At a time when the Indian information technology services industry is the focus of anti-outsourcing rhetoric, the global in-house centres (GICs) or captive units of multinational companies are increasing their offshore penetration.
According to a survey by McKinsey & Co and Nasscom, 52 per cent of companies with captives in India intend to increase their offshore penetration by 15-30 per cent over the next two to three years.
This is also evident in the growth of captive units and their contribution to India exports. GICs revenues across categories -- engineering research and development, business process outsourcing and IT -- have grown from $3 billion in 2003 to $13.9 billion in 2011-12, a compounded annual growth rate of 18 per cent. With 750 captives in India that employee 460,000 people, their contribution to export revenue is 21 per cent.
The GICs that began by doing back-office operations have moved a long way to become key players in the global design and growth of the company.
"GICs have matured over these years. They have built expertise, have developed leadership and credibility that are integrated with the parent company. Have access to the organisation's intellectual property and have goals that are aligned to the parent company. More important, the median age of GICs in India is eight to 10 years and they have moved from execution centre to expertise centre," said Nitin Seth, India country head of Fidelity Worldwide International and Nasscom GIC North Chair.
Take the case of Tesco Hindustan Service Centre. The importance of its 6,000- employee base can be gauged from the fact that the unit is not considered just another offshore unit but as the 'operations and technology centre for the UK's third largest retailer, Tesco.
The survey also notes captive centres are no more seen as just cost centres. "While GICs have increased focus on generating impact on business outcomes, cost still remains a dominant focus for onshore stakeholders.

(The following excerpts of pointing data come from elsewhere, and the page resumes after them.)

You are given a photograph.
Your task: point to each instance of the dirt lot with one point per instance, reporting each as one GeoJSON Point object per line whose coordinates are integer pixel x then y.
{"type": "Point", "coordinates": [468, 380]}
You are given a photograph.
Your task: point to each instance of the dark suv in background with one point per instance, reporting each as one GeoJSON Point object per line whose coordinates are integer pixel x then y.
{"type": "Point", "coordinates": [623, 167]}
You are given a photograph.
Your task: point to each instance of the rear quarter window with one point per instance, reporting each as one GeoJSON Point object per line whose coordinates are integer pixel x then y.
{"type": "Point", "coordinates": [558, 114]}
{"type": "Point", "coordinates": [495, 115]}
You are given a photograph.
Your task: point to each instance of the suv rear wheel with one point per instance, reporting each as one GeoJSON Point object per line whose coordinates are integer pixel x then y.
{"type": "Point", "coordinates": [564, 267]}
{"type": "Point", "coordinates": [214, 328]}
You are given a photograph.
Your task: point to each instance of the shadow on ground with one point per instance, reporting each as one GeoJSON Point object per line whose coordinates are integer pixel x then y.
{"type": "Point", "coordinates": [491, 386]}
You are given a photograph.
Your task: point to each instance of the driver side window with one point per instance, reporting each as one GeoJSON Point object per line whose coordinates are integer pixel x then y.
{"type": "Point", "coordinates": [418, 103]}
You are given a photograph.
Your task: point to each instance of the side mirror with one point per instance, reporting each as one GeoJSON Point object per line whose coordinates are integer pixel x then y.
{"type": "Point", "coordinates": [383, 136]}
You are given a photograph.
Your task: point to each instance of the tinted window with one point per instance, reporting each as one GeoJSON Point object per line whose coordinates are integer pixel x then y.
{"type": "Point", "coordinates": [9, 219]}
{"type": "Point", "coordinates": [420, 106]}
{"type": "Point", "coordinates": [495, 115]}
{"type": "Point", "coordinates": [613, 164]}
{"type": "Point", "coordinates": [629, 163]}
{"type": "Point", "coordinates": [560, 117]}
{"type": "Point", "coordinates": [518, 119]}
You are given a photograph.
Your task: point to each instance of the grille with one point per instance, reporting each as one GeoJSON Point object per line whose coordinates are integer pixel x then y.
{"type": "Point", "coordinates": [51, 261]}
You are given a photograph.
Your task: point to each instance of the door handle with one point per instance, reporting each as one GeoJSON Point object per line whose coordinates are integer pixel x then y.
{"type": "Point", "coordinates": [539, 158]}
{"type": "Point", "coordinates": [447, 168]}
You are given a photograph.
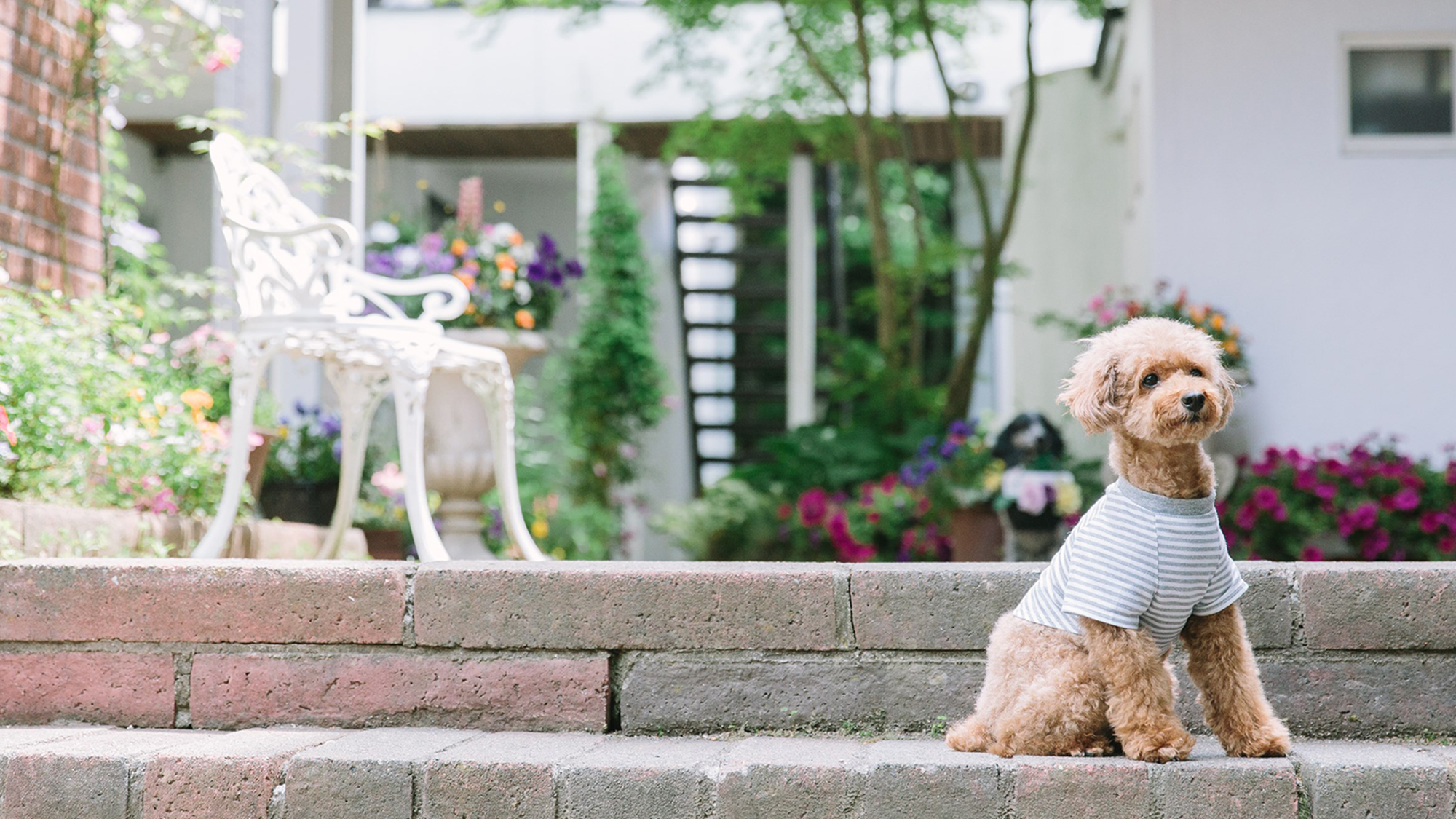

Despite the maturity of India as an offshoring destination, it still offers significant long-term cost advantage," states Sangeeta Gupta, senior vice-president, Nasscom. Rather, it is predicted the cost arbitrage benefits that India provides will likely be sustained for at least 12-15 years.
According to an Everest Group analysis, even on a total cost of ownership basis, a GIC involved in IT-ADM work in a tier-I Indian city offers 55-70 per cent savings over its parent based in a tier-II US city. More, the impact of wage inflation is much lower than the actual increase.
Contrary to popular perception, wage inflation is not likely to wipe out GIC cost savings in the near term, given that net cost inflation experienced by GICs (six to eight per cent) is much lower than the numbers (12-15 per cent) commonly cited, said the Everest report.
"The pyramid adjusted wage inflation is lower than the numbers for junior level roles that are often reported. Also, actual inflation in salary bands is much lower than individual changes, given promotions," it says.
No mere back office
The industry is witnessing a fundamental shift in operating structure. GICs or captive centres are increasingly handling complex work models and increasing their footprint.
Captive centres have moved away from being just India-centric units. Many of these have started to have centres in other regions as well, reflecting the aspiration of the company. Take the case of Fidelity Worldwide International's captive unit in India.
Almost a third of its global workforce is based here. The unit has been in India for close to 10 years and had technology as its core function. It now also has centres in China and Africa, and India is playing a key role in developing these regions.
"We have a huge presence in Dalian, China. This is mainly to cater to our Japanese and Korean clients. The centre has local language capability that we can never develop in India. Similarly, our centre in Africa gives us the capability to cater to some of the European clients," said Seth.
According to the McKinsey survey, 33 per cent of the respondent base had presence in just one to two countries in 2008. This had gone up to 57 per cent by 2011.
Also many of these captives are now being used to cater to the company's foray into emerging markets, one of the fastest growing in terms of business. In the case of Fidelity, over the past two to three years, the India centre has focused on developing research and analytical capabilities.
"Internationally, we are going big on retail. We are gearing up our sales and marketing team for it. To understand the culture better, we have set up a customer analytics unit in India," he said.
Seth, who'd earlier also headed McKinsey's captive knowledge centre in India, says as McKinsey started to gear its offering here, a lot of new services and innovation delivery started happening for emerging markets from India.
David Awcock, group head of technology, Standard Chartered, believes that while the bank set up its captive unit, Scope, in 2000 for internal use, increasingly it has been catering to the bank's requirement in the Indian market, too.